NovaDel Pharma Receives FDA Approval of Zolpimist

FLEMINGTON, N.J.--(BUSINESS WIRE)--Dec 22, 2008 - NovaDel Pharma Inc. today announced that Zolpimist (zolpidem tartrate) 5 mg and 10 mg Oral Spray has been approved by the U.S. Food and Drug Administration (FDA) for the short-term treatment of insomnia characterized by difficulties with sleep initiation. Zolpimist is NovaDel's second product approved by the FDA that uses NovaDel's proprietary NovaMist oral spray technology. Zolpimist contains zolpidem tartrate, the same active ingredient as Ambien, the world's leading sedative hypnotic for the treatment of insomnia.
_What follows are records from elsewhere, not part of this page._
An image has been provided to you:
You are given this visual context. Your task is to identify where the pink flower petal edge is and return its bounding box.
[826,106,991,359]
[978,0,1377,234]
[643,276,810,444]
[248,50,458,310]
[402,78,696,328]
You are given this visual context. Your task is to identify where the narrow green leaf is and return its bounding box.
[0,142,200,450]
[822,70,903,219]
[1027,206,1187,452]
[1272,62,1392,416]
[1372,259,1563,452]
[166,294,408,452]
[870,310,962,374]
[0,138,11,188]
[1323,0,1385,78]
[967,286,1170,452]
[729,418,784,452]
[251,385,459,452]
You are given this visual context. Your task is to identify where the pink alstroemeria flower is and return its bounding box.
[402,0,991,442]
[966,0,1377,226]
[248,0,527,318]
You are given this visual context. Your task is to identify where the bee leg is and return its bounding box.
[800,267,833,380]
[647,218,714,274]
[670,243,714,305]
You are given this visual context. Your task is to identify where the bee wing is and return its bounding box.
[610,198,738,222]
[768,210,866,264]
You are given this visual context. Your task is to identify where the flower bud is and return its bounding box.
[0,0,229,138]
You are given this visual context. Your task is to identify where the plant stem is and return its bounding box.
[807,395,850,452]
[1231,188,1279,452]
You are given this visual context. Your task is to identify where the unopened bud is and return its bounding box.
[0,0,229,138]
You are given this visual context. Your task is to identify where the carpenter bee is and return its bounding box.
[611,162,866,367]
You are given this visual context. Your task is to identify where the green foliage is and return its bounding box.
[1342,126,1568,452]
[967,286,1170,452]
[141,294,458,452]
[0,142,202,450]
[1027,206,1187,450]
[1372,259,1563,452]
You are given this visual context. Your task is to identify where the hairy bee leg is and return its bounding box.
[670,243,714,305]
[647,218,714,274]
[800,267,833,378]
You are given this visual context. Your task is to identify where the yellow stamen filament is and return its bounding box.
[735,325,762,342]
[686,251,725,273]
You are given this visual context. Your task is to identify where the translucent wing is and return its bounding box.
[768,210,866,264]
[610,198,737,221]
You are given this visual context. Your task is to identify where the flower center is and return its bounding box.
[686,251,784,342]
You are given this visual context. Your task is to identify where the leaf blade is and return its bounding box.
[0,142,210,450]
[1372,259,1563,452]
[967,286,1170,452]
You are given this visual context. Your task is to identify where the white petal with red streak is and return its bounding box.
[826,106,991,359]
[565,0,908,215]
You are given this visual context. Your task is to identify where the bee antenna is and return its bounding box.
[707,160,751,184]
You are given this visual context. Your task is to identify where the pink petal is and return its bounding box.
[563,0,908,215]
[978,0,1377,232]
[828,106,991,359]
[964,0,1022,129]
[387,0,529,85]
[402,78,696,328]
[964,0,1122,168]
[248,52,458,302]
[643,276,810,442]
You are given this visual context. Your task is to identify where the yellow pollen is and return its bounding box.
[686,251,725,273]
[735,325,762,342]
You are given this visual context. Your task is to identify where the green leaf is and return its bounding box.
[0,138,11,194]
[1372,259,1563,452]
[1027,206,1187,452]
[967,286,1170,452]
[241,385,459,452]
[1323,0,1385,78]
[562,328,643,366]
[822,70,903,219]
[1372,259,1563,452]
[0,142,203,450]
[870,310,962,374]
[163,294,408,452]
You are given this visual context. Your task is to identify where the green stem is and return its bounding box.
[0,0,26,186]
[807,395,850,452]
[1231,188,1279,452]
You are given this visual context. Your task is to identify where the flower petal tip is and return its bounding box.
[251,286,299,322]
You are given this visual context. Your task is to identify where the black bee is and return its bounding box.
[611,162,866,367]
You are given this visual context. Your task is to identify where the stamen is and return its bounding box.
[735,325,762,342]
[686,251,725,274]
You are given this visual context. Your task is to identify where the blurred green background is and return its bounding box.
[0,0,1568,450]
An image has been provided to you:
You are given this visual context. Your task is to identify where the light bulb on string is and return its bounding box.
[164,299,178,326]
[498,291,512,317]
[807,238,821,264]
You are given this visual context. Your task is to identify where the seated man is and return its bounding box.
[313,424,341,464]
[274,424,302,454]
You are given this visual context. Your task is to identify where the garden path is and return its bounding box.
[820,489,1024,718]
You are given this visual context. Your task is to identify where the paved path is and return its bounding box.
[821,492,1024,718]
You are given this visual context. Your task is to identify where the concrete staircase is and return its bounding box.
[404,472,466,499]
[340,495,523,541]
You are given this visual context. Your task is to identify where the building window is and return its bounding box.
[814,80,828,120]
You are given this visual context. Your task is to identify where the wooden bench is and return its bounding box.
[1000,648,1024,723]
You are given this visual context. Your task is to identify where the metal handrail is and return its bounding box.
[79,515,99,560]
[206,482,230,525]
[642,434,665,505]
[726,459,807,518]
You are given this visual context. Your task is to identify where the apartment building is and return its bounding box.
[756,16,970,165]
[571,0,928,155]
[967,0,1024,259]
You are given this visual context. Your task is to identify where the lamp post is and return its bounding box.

"We believe the FDA's approval of Zolpimist provides patients with an important treatment option for insomnia, as Zolpimist provides rapid absorption from the oral mucosa," commented Steven B. Ratoff, Chairman of the Board and Interim CEO of NovaDel. "This achievement is another major milestone for NovaDel as it further validates our ability to develop innovative drugs based on the NovaMist technology. We are actively seeking a partner to commercialize this innovative product and believe that this approval should enhance those efforts."

NovaDel submitted its Zolpimist application using the FDA's 505(b)(2) process based on data from two randomized, open-label, dose-ranging studies comparing Zolpimist with Ambien tablets in young and elderly healthy volunteers. Both studies compared the pharmacokinetics and safety of comparable doses of zolpidem administered as an oral spray versus tablets. The pharmacokinetic profiles were assessed by the maximum drug concentration (Cmax) and total exposure to drug (area-under-the-curve/AUC0-inf). The speed of drug absorption and level of sedation were also assessed in these studies. The results demonstrated bioequivalence between Zolpimist and Ambien. Also included in the submission were data from process validation and registration stability batches produced at the intended commercial manufacturing facility.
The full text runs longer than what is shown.